Kerri Timbers stood in front of the sprawling pile of everything she owned in spring 2014 and had a moment of existential pause. Following a breakup, she’d moved out of a three-bedroom home in Sherwood Park and hauled everything to a friend’s garage in Stony Plain, filling it.
“I stood there the minute we unloaded and looked at it and thought, ‘I have debt and I have all this stuff and I don’t have happiness,'” says Timbers. It made her think about the point of her high-stress job, and how she’d lived, as she puts it, without intention. “It was pretty much a moment of clarity.”
That was the day the downsizing began for Timbers. Soon after filling that garage, the 36-year-old business analyst found a 590-square-foot apartment in the basement of a house outside the city for less than $1,000 a month, and took only absolute necessities before eventually returning to digitize important documents, photograph keepsakes such as old Girl Guides uniforms, then dispose of most of her stuff.
The move makes her part of a surprising group of simplifiers. These aren’t empty-nesters getting practical about physical and emotional vacancies. Instead, Timbers represents those early in life who see more cons than pros to owning or even occupying a traditional single-family house. It isn’t easy to learn how to live within a smaller geographical footprint, but, for Timbers and others like her, the reward of downsizing can be freedom in how they spend their money and their time, and how they connect with their communities.

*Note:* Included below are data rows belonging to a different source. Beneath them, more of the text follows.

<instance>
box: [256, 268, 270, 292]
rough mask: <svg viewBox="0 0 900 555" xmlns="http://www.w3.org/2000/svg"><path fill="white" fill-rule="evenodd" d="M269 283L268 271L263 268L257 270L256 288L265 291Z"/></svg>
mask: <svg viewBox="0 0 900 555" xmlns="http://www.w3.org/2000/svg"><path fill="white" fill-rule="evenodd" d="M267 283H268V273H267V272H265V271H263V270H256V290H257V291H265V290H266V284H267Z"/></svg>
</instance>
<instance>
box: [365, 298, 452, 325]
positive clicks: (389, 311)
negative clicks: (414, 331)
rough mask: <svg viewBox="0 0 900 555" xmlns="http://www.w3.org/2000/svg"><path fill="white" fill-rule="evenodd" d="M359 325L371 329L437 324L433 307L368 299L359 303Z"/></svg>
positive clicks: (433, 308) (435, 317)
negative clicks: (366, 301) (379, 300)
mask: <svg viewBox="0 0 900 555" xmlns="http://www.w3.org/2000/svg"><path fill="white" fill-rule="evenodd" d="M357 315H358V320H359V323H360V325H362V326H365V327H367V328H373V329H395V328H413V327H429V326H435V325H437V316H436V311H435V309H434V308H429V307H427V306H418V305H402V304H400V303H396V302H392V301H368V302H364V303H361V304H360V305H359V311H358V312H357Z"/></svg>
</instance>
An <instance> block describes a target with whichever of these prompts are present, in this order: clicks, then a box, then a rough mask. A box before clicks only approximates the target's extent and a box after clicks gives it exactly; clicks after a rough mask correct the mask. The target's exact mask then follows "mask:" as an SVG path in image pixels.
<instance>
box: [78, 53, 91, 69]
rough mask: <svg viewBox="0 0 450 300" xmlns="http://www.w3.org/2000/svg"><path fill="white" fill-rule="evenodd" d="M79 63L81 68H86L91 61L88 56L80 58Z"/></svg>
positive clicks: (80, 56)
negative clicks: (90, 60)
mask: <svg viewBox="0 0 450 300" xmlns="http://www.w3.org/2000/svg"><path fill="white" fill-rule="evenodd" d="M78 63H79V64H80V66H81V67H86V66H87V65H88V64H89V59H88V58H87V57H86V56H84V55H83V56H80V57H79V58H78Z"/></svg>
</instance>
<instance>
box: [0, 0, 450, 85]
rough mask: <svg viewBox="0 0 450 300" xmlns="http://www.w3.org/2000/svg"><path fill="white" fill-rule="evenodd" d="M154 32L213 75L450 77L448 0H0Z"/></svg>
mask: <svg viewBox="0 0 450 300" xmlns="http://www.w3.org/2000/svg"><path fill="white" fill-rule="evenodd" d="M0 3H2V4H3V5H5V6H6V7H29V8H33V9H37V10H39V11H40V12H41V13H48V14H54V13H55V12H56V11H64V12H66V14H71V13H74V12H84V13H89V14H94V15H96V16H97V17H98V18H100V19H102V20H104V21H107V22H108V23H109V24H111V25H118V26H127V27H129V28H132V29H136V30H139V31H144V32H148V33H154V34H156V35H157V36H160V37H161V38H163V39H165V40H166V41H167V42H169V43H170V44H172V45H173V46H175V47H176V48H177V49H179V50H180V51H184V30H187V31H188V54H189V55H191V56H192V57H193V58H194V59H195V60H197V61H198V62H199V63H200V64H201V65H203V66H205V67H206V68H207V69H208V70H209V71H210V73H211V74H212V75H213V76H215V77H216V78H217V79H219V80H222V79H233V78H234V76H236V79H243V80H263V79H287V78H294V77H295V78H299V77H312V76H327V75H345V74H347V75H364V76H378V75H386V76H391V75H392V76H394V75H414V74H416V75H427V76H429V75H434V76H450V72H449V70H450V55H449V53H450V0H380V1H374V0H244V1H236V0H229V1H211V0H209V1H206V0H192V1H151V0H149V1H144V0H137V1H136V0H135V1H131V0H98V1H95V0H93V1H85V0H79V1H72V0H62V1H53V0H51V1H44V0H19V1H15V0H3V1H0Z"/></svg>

Timbers’ decision to live with less is in keeping with recommendations from the City of Edmonton, which suggests 500 square feet as adequate per person while being easier on energy demands. Nevertheless, Timbers’s efforts set her apart. Edmonton isn’t a small-house kind of town. Of Canadian cities larger than a million people, it has the lowest density: about 123 people per square kilometre. More than half of all homes are single-detached and, according to 2010 numbers, average 1,950 square feet (double that of 1975) to accommodate just three people. CJ de Jong imagines a day when he’s closer to that 500-square-foot ideal. Three years ago, he sold the decade-old house he shared with a roommate in MacEwan. The 36-year-old University of Alberta librarian liked walking in nearby parks and being close to South Edmonton Common, but he had a feeling of disconnection. Work required a lengthy commute by transit, with off-peak reduced frequency discouraging after-hours socializing with co-workers as well as downtown activities such as yoga. Besides, there was snow to shovel, grass to mow, or some other homeowner’s chore needing doing anyway.